Hal pertama yang saya dapatkan dari mereka adalah: KESABARAN. Saya bisa dibilang galak dan mudah terpancing emosi. Di saat awal-awal saya mengajar, sepertinya Tuhan sudah mengatur semua hal dengan sangat rapi. Saat itu Ibu Guru yang sudah lebih dari dua tahun mengajar di kelas A (kelas permulaan di PAUD kami), tiba-tiba mengundurkan diri di saat tahun ajaran baru berjalan 1 bulan. Saya yang waktu itu baru menjadi guru relawan, selama 10 bulan “ditodong” tawaran dari Pak Kepala Sekolah untuk menjadi guru tetap. Mau tak mau saya pun menyanggupinya. Tak mungkin anak-anak itu belajar tanpa didampingi satu gurupun. 
Bayangkan bagaimana susahnya menghadapi anak-anak berumur 5 tahun yang biasanya bermain secara bebas, tanpa aturan di rumah, kemudian harus dihadapkan dengan banyak peraturan di sekolah barunya. Tentu saja sangat menguji iman. Apalagi sekolah tempat saya mengajar itu adalah sekolah gratis untuk anak-anak kurang mampu, yang tentu saja tinggal di lingkungan yang sedikit, maaf, liar. Suatu waktu ada anak yang merasa tak nyaman di kelas, kemudian tiba-tiba memanjat pintu kelas dan membuka slotnya keluar begitu saja dari kelas dan berlari pulang. Ada juga yang tiba-tiba memukuli temannya. Saya yang memang belum terbiasa menghadapi anak-anak pun seketika terperanjat sambil berteriak kaget. Tentu saja ucapan yang keluar dari mulut saya pun bernada tinggi. Sungguh tak nyaman setiap kali dihadapkan dengan tingkah laku ‘’unik” mereka.
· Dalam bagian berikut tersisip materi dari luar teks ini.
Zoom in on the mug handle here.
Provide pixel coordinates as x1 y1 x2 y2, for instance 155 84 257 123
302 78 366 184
Tetapi seiring dengan berjalannya waktu, saya sudah semakin bisa mengendalikan emosi. Saya yang tadinya dengan cepat bereaksi bila ada anak yang berperilaku kurang baik. Berbicara dengan nada tinggi atau menghampiri si anak  dan mengangkatnya supaya kembali duduk ke tempatnya semula adalah hal-hal yang dulu hampir selalu saya lakukan ketika kepala sudah mulai pening menghadapi tingkah polah anak-anak yang susah diatur. Apalagi di awal-awal saya mengajar, tak ada guru lain yang mendampingi saya karena waktu itu saya diangkat menjadi guru tetap setelah ibu kepala sekolah mengundurkan diri.

Perubahan kedua yang terjadi pada diri saya adalah saya jadi lebih menjaga sikap dalam bertutur kata dan bertingkah laku, baik ketika sedang bersama murid-murid di sekolah, maupun saat saya membuat postingan di Facebook atau di media sosial lainnya. Saya merasa seakan-akan ada yang mengawasi setiap gerak-gerik saya. Bagus sih. Saya seperti memiliki kontrol atas apa yang akan saya lakukan atau ucapkan.

Seperti sebuah pepatah Jawa. “Guru kuwi digugu lan ditiru.” Bila kita ingin anak-anak menghabiskan makanan yang disediakan di sekolah, maka kita sebagai pendidik harus pula menghabiskan makanan kita, meskipun kita tak terlalu menyukainya. Bila kita ingin anak-anak menulis dengan rapi, maka kita juga musti membiasakan diri untuk menulis rapi. Bila kita menginginkan anak-anak menjadi seseorang yang baik di kemudian hari, jadilah orang tua atau pendidik yang baik. 

Anak-anak tak akan belajar dari apapun yang orangtuanya atau pendidiknya ajarkan, tetapi mereka akan bertingkah laku dan berucap seperti apa yang mereka lihat orangtua atau pendidiknya lakukan.